Rantai pasok ransomware yang terindustrialisasi
Initial Access Broker, data broker, dan operator ransomware kini beroperasi dalam struktur ekosistem yang matang. Sepanjang 2025 di Asia-Pasifik, sektor manufaktur, jasa keuangan, dan properti menjadi yang paling banyak disasar.
Menurut Volkov, AI bukan penyebab munculnya serangan rantai pasok, tetapi membuatnya lebih cepat, murah, dan sulit dideteksi. “Kepercayaan berlebihan terhadap software dan layanan kini berubah menjadi risiko strategis bagi perusahaan,” tegasnya.
Baca juga: Jangan Asal Klik, Palo Alto Networks Ingatkan Bahaya Rekayasa Sosial Berbasis AI
Laporan ini juga mencatat aktivitas konsisten dari kelompok seperti Lazarus Group, Scattered Spider, HAFNIUM, DragonForce, 888, serta kampanye yang terhubung dengan Shai-Hulud. Baik kelompok kriminal maupun aktor yang berafiliasi dengan negara dinilai semakin memanfaatkan platform dan integrasi terpercaya untuk menciptakan dampak besar dengan upaya yang efisien.

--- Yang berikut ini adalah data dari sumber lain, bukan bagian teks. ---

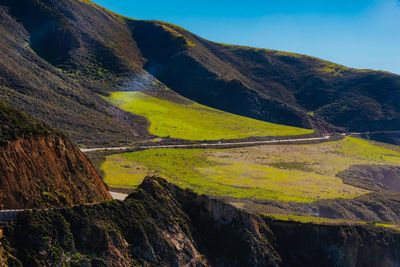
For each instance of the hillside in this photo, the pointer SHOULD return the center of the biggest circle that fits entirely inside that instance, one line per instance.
(52, 64)
(162, 225)
(60, 55)
(188, 120)
(41, 168)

Sepanjang 2025, Group-IB juga mendukung 52 lembaga penegak hukum dalam enam operasi lintas negara. Di Asia-Pasifik, perusahaan ini membantu Royal Thai Police dan Singapore Police Force dalam penangkapan pelaku siber ALTDOS yang terlibat kebocoran data dan pemerasan di sektor kesehatan, keuangan, e-commerce, dan logistik.
Didukung intelijen dari Digital Crime Resistance Centers (DCRC) di 11 negara, laporan ini memadukan investigasi kasus nyata, telemetri perilaku aktor ancaman, serta pemantauan forum underground secara berkelanjutan. Temuannya menegaskan bahwa 2026 menjadi titik balik penting dalam lanskap ancaman siber di Asia-Pasifik—di mana rantai pasok menjadi medan tempur utama.